Tobias Schwinger wrote:
> I am missing a way to parametrize how hash values are combined.
> This is especially desirable because the skeleton could then be
> exploited to implement double hashing for compound data (a comon
> technique to avoid collisions by varying the hash function) and can be
> useful in other situations (e.g. a small hash table in memory vs. a
> large one on disk).

I think if you want to combine hash values in a different manner, it's
best just write your own version of hash_combine. It could save a little
code if we supplied a version of hash_range that works for different
combining functions, but I don't think it'll be that useful (and would
require that your hash_combine function had the same signature as ours,
you might want to do it differently).

> - What is your evaluation of the documentation?
>
> Good. Easily understandable.
>
> Nitpicking: a hash table is not required to store its elements
> in buckets in general - this is a property of the most common way to
> implement hash tables.

Good point.

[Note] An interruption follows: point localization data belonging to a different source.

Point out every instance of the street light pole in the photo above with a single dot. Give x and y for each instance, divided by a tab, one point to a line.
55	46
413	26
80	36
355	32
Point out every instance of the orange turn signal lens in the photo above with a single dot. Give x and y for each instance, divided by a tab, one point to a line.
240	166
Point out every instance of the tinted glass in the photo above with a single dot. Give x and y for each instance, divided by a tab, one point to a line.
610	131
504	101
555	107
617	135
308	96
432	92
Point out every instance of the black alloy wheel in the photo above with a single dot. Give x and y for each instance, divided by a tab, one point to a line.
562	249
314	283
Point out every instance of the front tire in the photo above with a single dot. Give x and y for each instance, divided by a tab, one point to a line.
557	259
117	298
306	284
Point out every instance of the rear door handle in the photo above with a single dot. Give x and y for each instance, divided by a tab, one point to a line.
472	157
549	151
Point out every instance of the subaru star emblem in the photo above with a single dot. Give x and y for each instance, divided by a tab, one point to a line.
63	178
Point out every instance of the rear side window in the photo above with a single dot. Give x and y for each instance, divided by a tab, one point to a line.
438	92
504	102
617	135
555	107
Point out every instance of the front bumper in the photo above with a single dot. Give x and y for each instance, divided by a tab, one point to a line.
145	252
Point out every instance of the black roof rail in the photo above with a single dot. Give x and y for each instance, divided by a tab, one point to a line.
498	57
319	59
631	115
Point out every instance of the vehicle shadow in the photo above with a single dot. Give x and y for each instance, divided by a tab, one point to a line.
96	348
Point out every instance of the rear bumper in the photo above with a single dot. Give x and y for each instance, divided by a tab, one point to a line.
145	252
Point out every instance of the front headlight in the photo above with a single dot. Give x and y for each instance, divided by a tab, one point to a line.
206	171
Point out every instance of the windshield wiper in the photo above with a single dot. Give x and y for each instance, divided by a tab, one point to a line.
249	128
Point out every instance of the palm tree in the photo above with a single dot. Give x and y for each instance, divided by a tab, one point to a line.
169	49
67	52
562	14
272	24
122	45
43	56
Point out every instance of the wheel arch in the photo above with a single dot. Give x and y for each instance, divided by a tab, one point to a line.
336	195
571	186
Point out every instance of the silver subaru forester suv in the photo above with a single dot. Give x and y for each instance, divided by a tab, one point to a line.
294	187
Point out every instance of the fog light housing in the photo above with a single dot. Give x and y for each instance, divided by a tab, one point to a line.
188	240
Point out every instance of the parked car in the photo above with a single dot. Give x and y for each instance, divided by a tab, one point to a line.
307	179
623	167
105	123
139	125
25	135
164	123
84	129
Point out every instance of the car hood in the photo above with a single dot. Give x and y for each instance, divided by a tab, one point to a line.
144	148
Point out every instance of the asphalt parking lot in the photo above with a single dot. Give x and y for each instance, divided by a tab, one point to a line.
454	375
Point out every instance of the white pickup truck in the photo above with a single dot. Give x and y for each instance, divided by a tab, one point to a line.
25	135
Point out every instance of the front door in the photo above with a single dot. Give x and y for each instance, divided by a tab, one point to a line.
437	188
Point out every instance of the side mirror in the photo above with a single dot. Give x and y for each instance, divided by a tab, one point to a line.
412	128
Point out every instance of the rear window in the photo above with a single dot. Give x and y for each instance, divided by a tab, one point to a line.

I've been spending too much time looking at the draft
standard for hash based containers (which require buckets).

> - What is your evaluation of the implementation?
>
> Here are my notes from reading the source:
>
> The implementation of hash_combine does not need conditional jumps as a
> probably slightly slower variant, which I've seen quite often does. I
> know this variant works empirically well in practice, so will this one,
> I figure.
>
> However, I believe that hashing speed is generally overrated and that
> there are numerous situations where it's worth to trade some of it for
> fewer collisions (as memory access generally gives more room for
> performance optimization than CPU instructions do).

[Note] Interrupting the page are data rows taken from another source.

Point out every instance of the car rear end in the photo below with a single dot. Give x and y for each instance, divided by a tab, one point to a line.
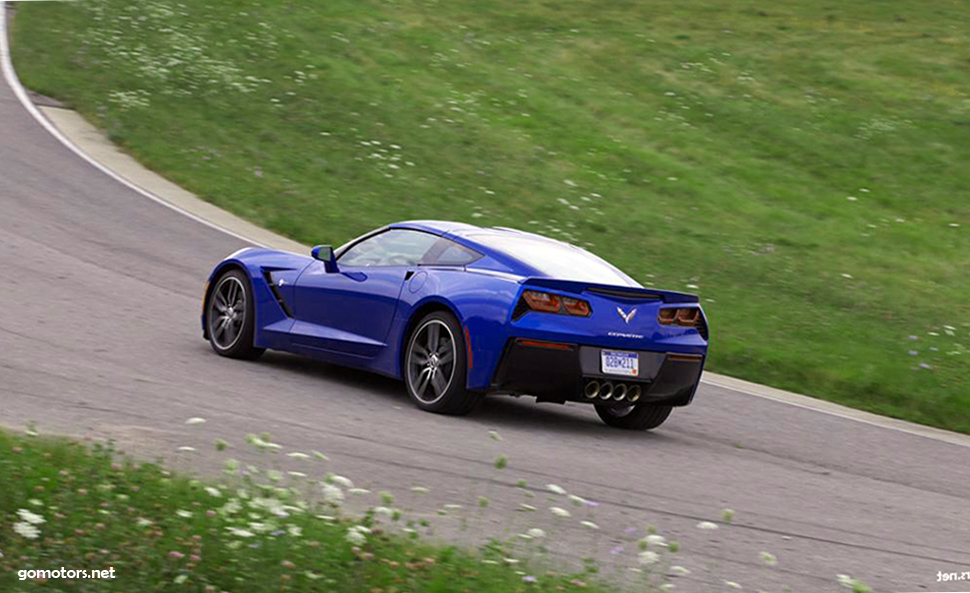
603	344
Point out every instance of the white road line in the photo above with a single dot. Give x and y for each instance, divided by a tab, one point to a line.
10	75
792	399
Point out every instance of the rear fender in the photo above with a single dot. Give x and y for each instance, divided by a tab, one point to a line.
262	266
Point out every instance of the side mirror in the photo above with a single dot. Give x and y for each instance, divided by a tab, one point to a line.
325	254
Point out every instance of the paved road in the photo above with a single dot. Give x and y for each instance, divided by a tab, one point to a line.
99	336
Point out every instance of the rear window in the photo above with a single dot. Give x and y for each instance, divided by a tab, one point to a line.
557	260
448	253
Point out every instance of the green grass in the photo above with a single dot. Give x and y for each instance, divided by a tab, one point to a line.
254	533
704	145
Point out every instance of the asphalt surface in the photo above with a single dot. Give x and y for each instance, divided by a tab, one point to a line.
99	336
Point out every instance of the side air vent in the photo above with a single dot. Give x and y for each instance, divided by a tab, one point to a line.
276	293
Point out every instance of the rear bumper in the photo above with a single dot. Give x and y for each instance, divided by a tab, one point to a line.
558	372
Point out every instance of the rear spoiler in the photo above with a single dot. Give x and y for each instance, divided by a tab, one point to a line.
630	293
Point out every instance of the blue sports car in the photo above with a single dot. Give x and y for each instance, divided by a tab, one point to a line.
459	311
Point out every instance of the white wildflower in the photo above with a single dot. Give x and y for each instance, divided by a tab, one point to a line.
30	517
536	533
555	489
340	481
356	537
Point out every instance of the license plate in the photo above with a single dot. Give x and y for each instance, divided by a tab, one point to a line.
620	363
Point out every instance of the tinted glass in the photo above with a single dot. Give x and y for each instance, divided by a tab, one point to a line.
557	260
391	248
449	253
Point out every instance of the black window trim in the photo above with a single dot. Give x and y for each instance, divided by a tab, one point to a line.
345	248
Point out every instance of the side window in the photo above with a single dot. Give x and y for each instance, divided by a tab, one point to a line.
396	247
449	253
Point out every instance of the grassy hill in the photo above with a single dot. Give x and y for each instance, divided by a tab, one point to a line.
803	166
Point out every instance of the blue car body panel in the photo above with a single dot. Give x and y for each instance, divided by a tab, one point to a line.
360	316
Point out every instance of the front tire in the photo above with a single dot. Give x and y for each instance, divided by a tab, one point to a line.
644	416
231	317
436	368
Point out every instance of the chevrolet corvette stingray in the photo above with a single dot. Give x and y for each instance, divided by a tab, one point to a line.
459	312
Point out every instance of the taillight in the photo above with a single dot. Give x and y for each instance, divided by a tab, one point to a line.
683	316
576	307
552	303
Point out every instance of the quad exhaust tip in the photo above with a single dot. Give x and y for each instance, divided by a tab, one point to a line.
618	392
633	393
606	390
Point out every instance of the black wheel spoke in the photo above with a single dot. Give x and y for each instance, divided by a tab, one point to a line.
227	312
438	383
423	379
431	361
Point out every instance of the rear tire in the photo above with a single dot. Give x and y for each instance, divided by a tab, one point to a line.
436	366
231	317
644	416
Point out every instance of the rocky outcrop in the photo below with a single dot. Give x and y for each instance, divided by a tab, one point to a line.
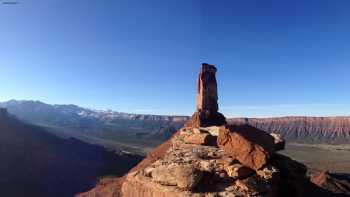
331	130
206	160
252	147
222	160
207	100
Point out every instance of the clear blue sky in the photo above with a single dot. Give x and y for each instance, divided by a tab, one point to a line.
274	57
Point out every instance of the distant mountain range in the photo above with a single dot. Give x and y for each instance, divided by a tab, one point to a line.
329	130
37	163
140	133
117	130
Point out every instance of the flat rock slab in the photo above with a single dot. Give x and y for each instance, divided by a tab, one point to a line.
251	146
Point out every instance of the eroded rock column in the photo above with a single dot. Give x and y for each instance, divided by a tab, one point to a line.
207	100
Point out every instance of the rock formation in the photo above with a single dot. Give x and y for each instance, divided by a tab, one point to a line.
208	158
3	112
207	100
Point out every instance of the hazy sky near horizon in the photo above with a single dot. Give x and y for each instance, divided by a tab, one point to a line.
274	58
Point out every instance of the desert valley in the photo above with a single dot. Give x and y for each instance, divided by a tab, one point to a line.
81	145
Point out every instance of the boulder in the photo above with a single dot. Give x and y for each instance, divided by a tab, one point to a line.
238	171
183	176
206	100
268	173
198	138
250	146
280	143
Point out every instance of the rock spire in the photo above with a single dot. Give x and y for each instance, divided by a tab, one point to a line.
207	99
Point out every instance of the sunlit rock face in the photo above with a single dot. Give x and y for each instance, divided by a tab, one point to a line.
207	100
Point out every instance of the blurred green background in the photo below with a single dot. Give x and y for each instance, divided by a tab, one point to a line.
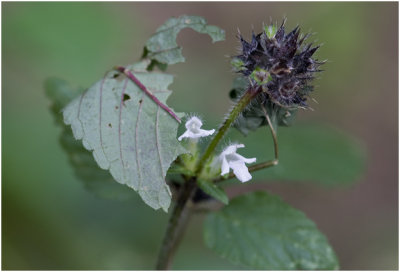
49	220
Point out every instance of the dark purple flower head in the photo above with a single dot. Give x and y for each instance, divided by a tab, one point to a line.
280	63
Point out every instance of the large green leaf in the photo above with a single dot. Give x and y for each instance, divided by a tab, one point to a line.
307	152
95	179
162	46
128	132
260	231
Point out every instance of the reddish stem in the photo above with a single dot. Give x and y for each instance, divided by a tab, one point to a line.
144	89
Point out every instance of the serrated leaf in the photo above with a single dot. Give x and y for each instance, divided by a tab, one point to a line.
128	132
213	190
260	231
162	46
96	180
307	152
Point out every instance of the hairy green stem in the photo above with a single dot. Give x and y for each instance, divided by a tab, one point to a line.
262	165
176	225
237	109
179	214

I do need to spend more time looking into alternative hashing algorithms
for a future version.

> One idea that immediately came to my mind was some "syntactic sugar" to
> ease hashing of class members:
>
> std::size_t hash_value(point const& p)
> {
> return (boost::hash_value = p.x, p.y, p.z);
> }
>
> Note: It's just a spontanous idea I am not convinced of myself...

A hash function for boost::tuple would be a good way to do this,
although something along those lines might be more efficient.

> The for loop in hash_float_value is a nice one to be unrolled via
> metaprogramming.

Yes, for anyone who hasn't looked at the code it loops a fixed number of
times based on the accuracy of the float type. Compilers could unroll
that loop themselves, but that's probably too much to expect.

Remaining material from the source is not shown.